Saturday, August 31, 2013

Rich Ecology

Lichen and Leaves, watercolor & pastel on paper
I have already written about Sweet Spot Ecology. Today, as promised, I am going to write about Rich Ecology, something I have already touched upon in my profile: There are layers and layers of life, seen and unseen; known and unknown; and in a previous posting: The Efficient Complexity of Nature, 11-12-12. The rich and mysterious complexity of the Earth is captivating. Using a layered  approach to making art lends itself to rendering such a scene. I've been thinking about this rich ecology for a while. David Haskell's book, The Forest Unseen: A Year's Watch in Nature, revels in this richness and has intensified my sense of all that exists around us. The image portrayed in the painting shown here is from Haskell's woods in Sewanee, Tennessee. As I am writing this, it is the last day for OF the EARTH at MS Rezny Studio/Gallery, where Lichen and Leaves is on view. (Come on down and see the show, you have an hour and a half!)

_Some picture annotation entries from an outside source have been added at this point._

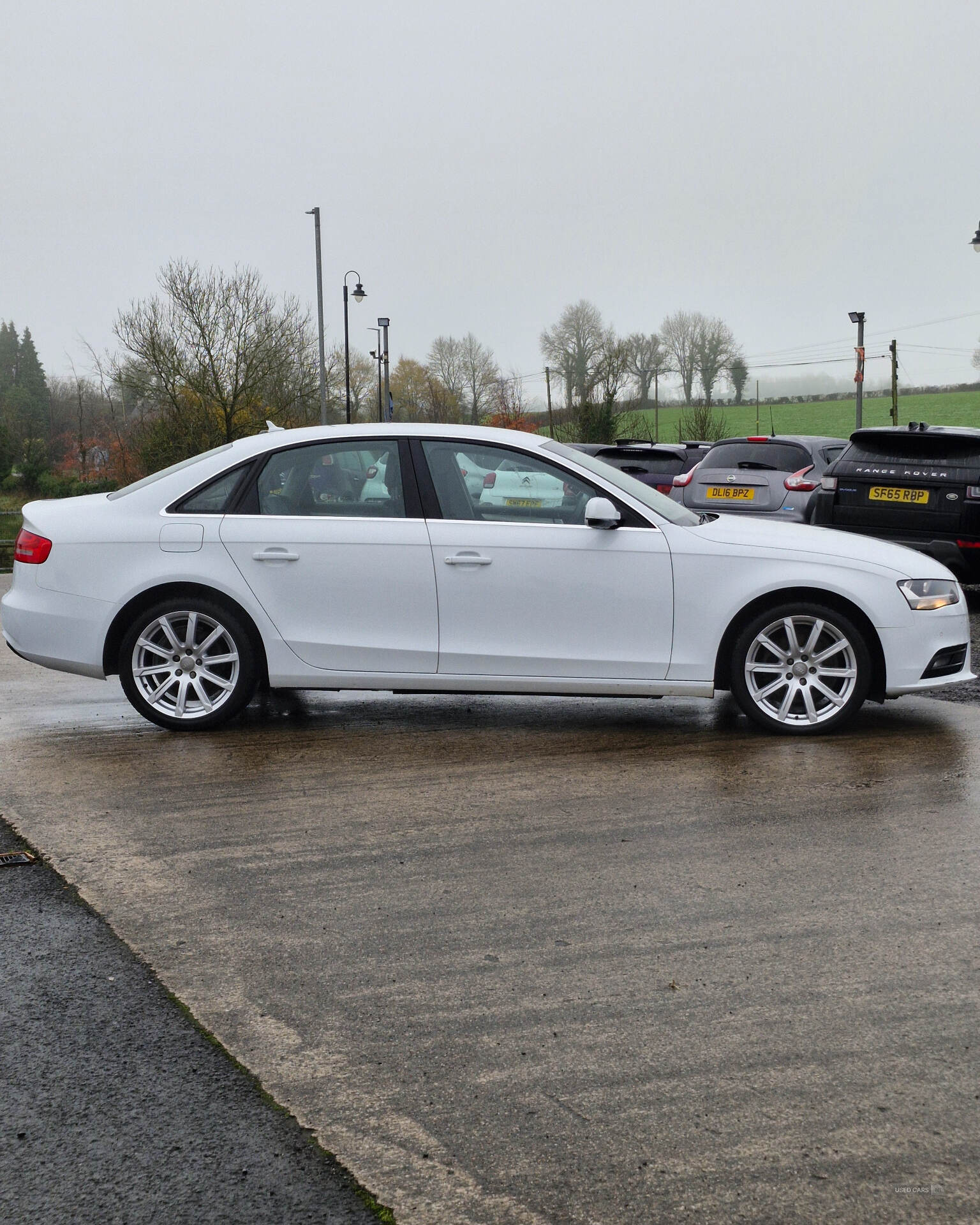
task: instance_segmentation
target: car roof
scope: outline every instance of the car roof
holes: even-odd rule
[[[854,435],[851,435],[854,437]],[[761,434],[744,434],[734,439],[719,439],[713,442],[713,447],[720,447],[729,442],[791,442],[795,446],[802,447],[822,447],[829,445],[846,445],[846,439],[834,439],[824,434],[767,434],[763,437]]]
[[[964,439],[968,442],[975,442],[980,439],[980,430],[971,425],[925,425],[925,423],[920,421],[909,421],[908,425],[865,425],[851,434],[850,441],[860,442],[861,439],[883,440],[894,437],[895,435],[903,439],[936,437],[938,435],[946,439]]]

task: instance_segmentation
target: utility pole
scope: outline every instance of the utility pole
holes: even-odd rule
[[[854,428],[860,430],[865,393],[865,312],[853,310],[848,315],[851,323],[858,325],[858,348],[854,350],[858,356],[858,369],[854,371]]]
[[[898,342],[888,345],[892,354],[892,425],[898,425]]]
[[[377,344],[375,345],[374,349],[371,349],[371,356],[377,363],[377,419],[379,421],[383,421],[385,412],[381,408],[381,328],[369,327],[368,331],[374,332],[375,336],[377,337]]]
[[[381,328],[381,354],[385,363],[385,414],[388,412],[388,404],[391,404],[391,388],[388,386],[388,323],[391,320],[380,318],[377,326]],[[383,418],[382,418],[383,419]]]
[[[307,208],[316,234],[316,320],[320,325],[320,424],[327,424],[327,363],[323,356],[323,266],[320,262],[320,209]]]

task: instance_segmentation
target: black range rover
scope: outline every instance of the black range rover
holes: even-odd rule
[[[980,430],[855,430],[822,477],[811,522],[909,545],[980,582]]]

     Thus, I was keenly interested when my art librarian friend, Meg, lent me a book entitled: From Corot to Monet: The Ecology of Impressionism. My first action was to take in the paintings--they are splendid, of course. I even found a new favorite artist, Jean Charles Cazin. But I was a little curious about how ecology and impressionism go together. It turns out, that my concept of considering the whole of a scene, from the seen and unseen to the known and unknown goes back to impressionism. One of the ways in which impressionism was radically new was in the way that it includes all that is in a scene; the traditional, the modern, industrial and agrarian life, technology and well-established custom. Impressionism came into being as the Industrial Revolution was fundamentally changing life for the western world. Here, Thomas Moore's thoughts on ecology ring true as well. He points out that ecology is not simply about nature, but also about human activity such as the Industrial Revolution, and cultural influences. It is interesting to think about how all of this comes together in the world we live in. It is indeed a complex and sometimes maddeningly chaotic, yet still fearfully wonderful world!